Section 3.4 shows that *T*^{norm}_{a} and *C*^{s} are the strongest explanatory factors in predicting myocardial contractile function between healthy subjects and MI patients, followed by *T*_{req}. Therefore, in this section, the association between *T*^{norm}_{a}, *C*^{s}, *T*_{req} and LV pump function recovery at six months is further analysed. Figure 12 shows the relationship between LV pump function recovery at six months and *T*_{req}, *C*^{s} at baseline in the MI group. It can be seen that a strong linear relationship between *T*_{req}, *C*^{s} at baseline and LVEF changes at six months. With a lower *T*_{req}, the MI patient could have a better LVEF recovery after six months. Thus, we hypothesize that for acute-MI patients with a similar calcium handling dynamics, a lower *T*_{req} suggests a potential to further increase the contractile function, without going into de-compensated states, compared with cases when the myocardial contractility already reaches the maximum. Since the maximum myocardial contractility is limited, less usage of the contractile reserve will give the heart more resilience in the longer term. We also observe that *C*^{s} is positively related to LV EF changes at six months. Since *C*^{s} is associated with the myofilament kinetics, this presumably suggests there are more binding sites available at systole for generating the active tension. However, no correlations are found between *T*_{a}, *T*^{norm}_{a}, *σ*_{f}, *σ*^{norm}_{f} and LV function at six-month follow-up, which are summarized in table 3.

## 4. Discussion

### 4.1. The LV mechanical modelling

The major determinant of long-term survival after an acute-MI is the efficiency of LV pump function. Despite decades of research, the pathophysiology and disease mechanisms of the failing heart remain incompletely understood, engendering a knowledge gap for the development of new therapies. It is believed that novel mathematical tools are required to solve those fundamental patho-physiological questions. In this study, we have modelled the LV dynamics at end-diastole and end-systole in healthy controls and in patients with recent STEMI. The computational contracting LV models are based on *in vivo* CMR data. Using this approach, we inversely determine the passive parameters and contractility for all the LV models. We have shown for the first time that, compared with healthy controls, patients with recent STEMI exhibit increased active tension, i.e. increased contractility and increased active tension, when normalized by SBP.
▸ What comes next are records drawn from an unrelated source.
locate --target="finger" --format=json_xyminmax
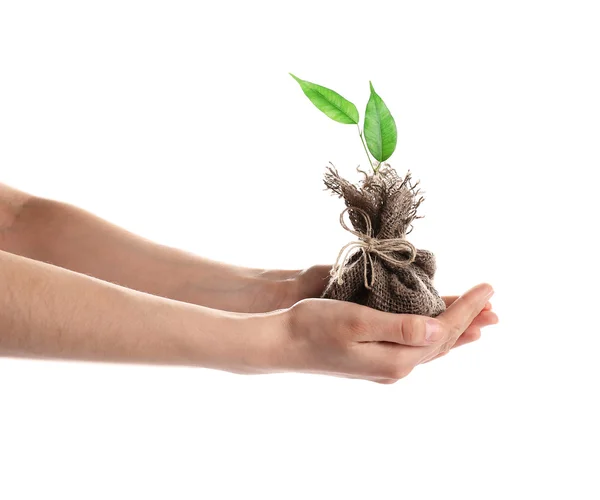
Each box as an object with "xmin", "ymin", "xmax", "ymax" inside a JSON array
[
  {"xmin": 470, "ymin": 310, "xmax": 498, "ymax": 328},
  {"xmin": 421, "ymin": 327, "xmax": 481, "ymax": 364},
  {"xmin": 421, "ymin": 311, "xmax": 498, "ymax": 363},
  {"xmin": 412, "ymin": 283, "xmax": 494, "ymax": 363},
  {"xmin": 442, "ymin": 295, "xmax": 492, "ymax": 311},
  {"xmin": 348, "ymin": 308, "xmax": 444, "ymax": 346}
]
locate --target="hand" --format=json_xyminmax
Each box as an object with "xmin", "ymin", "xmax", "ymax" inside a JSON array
[{"xmin": 270, "ymin": 284, "xmax": 498, "ymax": 383}]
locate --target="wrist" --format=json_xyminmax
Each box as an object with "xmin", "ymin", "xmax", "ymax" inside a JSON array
[{"xmin": 187, "ymin": 300, "xmax": 286, "ymax": 374}]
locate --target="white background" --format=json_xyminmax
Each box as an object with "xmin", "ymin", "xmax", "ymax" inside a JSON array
[{"xmin": 0, "ymin": 0, "xmax": 600, "ymax": 500}]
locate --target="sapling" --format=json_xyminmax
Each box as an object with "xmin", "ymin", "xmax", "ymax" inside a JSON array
[{"xmin": 290, "ymin": 73, "xmax": 445, "ymax": 316}]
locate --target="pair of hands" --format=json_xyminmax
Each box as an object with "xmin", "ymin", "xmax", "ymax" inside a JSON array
[{"xmin": 238, "ymin": 266, "xmax": 498, "ymax": 384}]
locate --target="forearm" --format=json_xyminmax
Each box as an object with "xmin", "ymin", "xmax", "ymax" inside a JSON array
[
  {"xmin": 3, "ymin": 194, "xmax": 288, "ymax": 311},
  {"xmin": 0, "ymin": 251, "xmax": 277, "ymax": 372}
]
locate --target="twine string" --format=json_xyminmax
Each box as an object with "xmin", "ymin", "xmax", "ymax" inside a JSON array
[{"xmin": 331, "ymin": 207, "xmax": 417, "ymax": 290}]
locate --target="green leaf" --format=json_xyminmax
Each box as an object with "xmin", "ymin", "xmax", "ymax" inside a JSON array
[
  {"xmin": 290, "ymin": 73, "xmax": 358, "ymax": 124},
  {"xmin": 364, "ymin": 82, "xmax": 398, "ymax": 162}
]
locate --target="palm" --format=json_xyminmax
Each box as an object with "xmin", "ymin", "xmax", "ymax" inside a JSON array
[{"xmin": 279, "ymin": 266, "xmax": 498, "ymax": 356}]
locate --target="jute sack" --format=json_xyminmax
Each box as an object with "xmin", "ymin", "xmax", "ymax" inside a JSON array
[{"xmin": 322, "ymin": 164, "xmax": 446, "ymax": 316}]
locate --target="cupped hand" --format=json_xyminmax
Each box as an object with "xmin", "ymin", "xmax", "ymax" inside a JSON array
[{"xmin": 276, "ymin": 283, "xmax": 498, "ymax": 383}]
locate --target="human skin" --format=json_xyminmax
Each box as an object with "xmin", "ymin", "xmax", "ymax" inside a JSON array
[{"xmin": 0, "ymin": 186, "xmax": 497, "ymax": 383}]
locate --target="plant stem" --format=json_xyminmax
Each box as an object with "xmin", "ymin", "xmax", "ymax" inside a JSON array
[{"xmin": 356, "ymin": 123, "xmax": 377, "ymax": 173}]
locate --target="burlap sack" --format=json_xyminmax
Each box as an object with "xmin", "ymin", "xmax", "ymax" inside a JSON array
[{"xmin": 322, "ymin": 164, "xmax": 446, "ymax": 316}]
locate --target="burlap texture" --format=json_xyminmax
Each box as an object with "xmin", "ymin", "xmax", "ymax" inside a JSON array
[{"xmin": 322, "ymin": 164, "xmax": 446, "ymax": 316}]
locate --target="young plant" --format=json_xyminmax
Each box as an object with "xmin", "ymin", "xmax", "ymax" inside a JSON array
[{"xmin": 290, "ymin": 73, "xmax": 398, "ymax": 173}]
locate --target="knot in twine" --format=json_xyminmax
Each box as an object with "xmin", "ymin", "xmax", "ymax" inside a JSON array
[{"xmin": 331, "ymin": 207, "xmax": 417, "ymax": 290}]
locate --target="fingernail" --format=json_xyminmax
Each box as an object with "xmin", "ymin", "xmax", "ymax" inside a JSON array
[{"xmin": 425, "ymin": 319, "xmax": 444, "ymax": 343}]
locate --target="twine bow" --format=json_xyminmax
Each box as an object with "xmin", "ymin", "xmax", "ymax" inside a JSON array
[{"xmin": 331, "ymin": 207, "xmax": 417, "ymax": 290}]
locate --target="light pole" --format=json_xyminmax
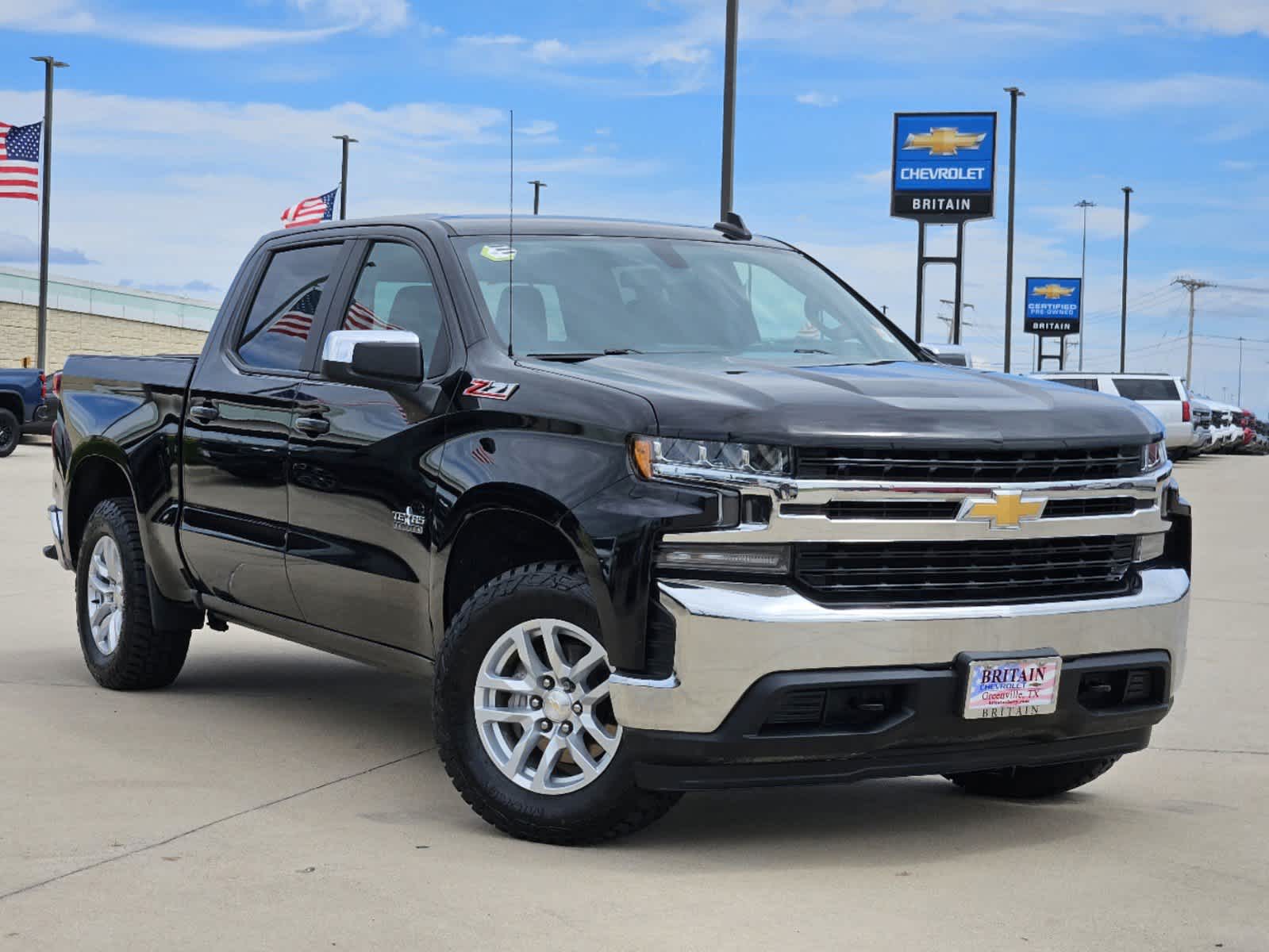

It is challenging to estimate myocardial passive stiffness inversely, especially with limited measurements *in vivo*. Our previous study [20] showed that although the eight constitutive parameters from the Holzapfel–Ogden Law (equation (2.3)) cannot be uniquely estimated inversely, the mechanical response along myofibre direction for a functional myocardium can be robustly obtained. One of the main limitations in estimating the passive myocardial parameters in this study is the assumed population-based end-diastolic pressure, and the MI group has a higher end-diastolic pressure (16 mmHg) compared to the healthy control groups (8 mmHg). The end-diastolic pressure is one of the key input in the parameter estimation, and a higher pressure is associated with a stiffer myocardium. Without knowing the actual end-diastolic pressure for the MI and healthy groups, the quantitative change in the myocardial stiffness may be subject to some uncertainty. However, previous studies [17] and our own experiments show that the passive stiffness uncertainty arising from end-diastolic pressure has few effects on the contractility (*T*_{req}) estimation because of the matched EDV and the strain data.

The patient-dependent myocardial systolic contractility in our simulations is controlled by the parameter (*T*_{req}), all other parameters of the active tension generation are kept fixed. This allows us to match measured LV dynamics in end-systole, and avoid the complexity of determining many parameters in the electromechanical models from different functional and structural scales. This approach has been widely applied when mathematically simulating LV systolic dynamics [12,21,26,27]. The average required myocardial contractility for the control group is 157 ± 25 kPa in our study, which is comparable with the reported value by Genet *et al.* [21] from five normal human subjects, the peak contractility reported by Arsner *et al.* [29] in one healthy volunteer (139 kPa), and the average contractility reported by Wang *et al.* [40] from six healthy human subjects.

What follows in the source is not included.